Archives for : October2015

Right-wing Bad Logic, Case #7,334

If you have conservative relatives, you see their views in the social media. Unfortunately, the social media suits the hit-and-run type of communication very well. Just smugly post some seemingly clever phrase, and think you’re saving the world for conservatism. However, if you examine the logic of these, you will find it wanting in every case. Most common is the use of the strawman fallacy, where the person argues against something that isn’t real, and not surprisingly, thinks he or she has won.

For example, take the following:

If gay people were shot in the forehead, it would have been a hate crime.

If black people were shot in the forehead, it would have been a race crime.

Christians were shot in the forehead, and it’s a gun control problem?

The writer is referring to the recent Umpqua Community College shootings in Oregon. The words push the right-wing buttons for a slew of things that conservatives habitually whine about: tougher gun control, a supposed war on Christians, and the idea that gays and blacks get special treatment.

Yet there is a fundamental dishonesty in all three of the statements. If a gay person is shot in the forehead, it is in fact not necessarily a hate crime. It’s only a hate crime if the perpetrator was motivated by homophobia, that is, targeted the person because the person was gay. Similarly, for the claim that when a black person is shot in the forehead it is a race crime. Unfortunately, black people, and people of any race, get shot in the head and elsewhere for many reasons, and many of those reasons have nothing to do with race.

But the last sentence is the most dishonest one. For starters, it’s not clear that the shooter was specifically targeting Christians. His writings show a general anti-religious view, especially against organized religion, but not just Christianity. Some survivors report that those who identified themselves as Christians were shot in the head and those who did not identify as Christians were shot in the legs, but other survivors report hearing no questions from the shooter about their religion.

The shooter’s writings show other motivations for killing people than anti-Christianity. The shooter was clearly a depressed, mentally unstable, frustrated person who wanted to go out in a blaze of pseudo-glory. One should also note that even if one admits that there are some hate crime aspects to this case, they are largely irrelevant because the shooter is dead. Calling a crime a hate crime enables the justice system to impose harsher punishments. If the person is dead, the punishment phase is moot.

It’s also dishonest if one tries to connect this shooting with a mythical war on Christians. One Tennessee minister went so far as to urge his congregation to arm themselves. Yet there is no war on Christians in this country. Christians are still the most powerful and privileged religion in this country. Many of them like to claim they are being persecuted but usually that is because someone objects to statements from some of the more extreme Christian sects or because someone objects to Christians trying to use the public government or public school system to promote their religious views.
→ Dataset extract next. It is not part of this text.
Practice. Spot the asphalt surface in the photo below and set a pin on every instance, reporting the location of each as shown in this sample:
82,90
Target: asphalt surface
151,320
Such Christians rightly deserve ridicule and even legal rebukes for their clearly unconstitutional actions. Religion belongs in an individual’s mind and heart, in the home, and in the church or temple, but not in government-funded locations and activities.

Next, in this case, we are dealing with a mass killing. The first two sentences talk about individual gays and blacks being killed. The fact is that modern guns not only making killing one person easy; they make mass killings far too easy to accomplish. Hate crimes can and have been perpetrated without guns. Just think of the cases when a group of people have attacked an individual because of their race or sexual orientation, and they have been able to seriously harm or kill that person without any need for a gun. They would just string the person up from the branch of a tree.

But when a mass killing occurs and it was clearly made more feasible by easy legal access to an arsenal of weapons by a mentally troubled individual, it is clear that something needs to be done, and this something should include a system that puts limits on how many guns a person can own, what type of guns a person can own, and what kind of person can own a gun. Note that the Oregon shooter was dismissed from the military after a short time. The military clearly saw that this man had problems. If we implement rational gun control, people who can use guns responsibly will still have them, but there will be fewer cases of unstable people having access to guns. We’ll never eliminate gun deaths, but we can reduce them greatly without any infringement of Second Amendment rights.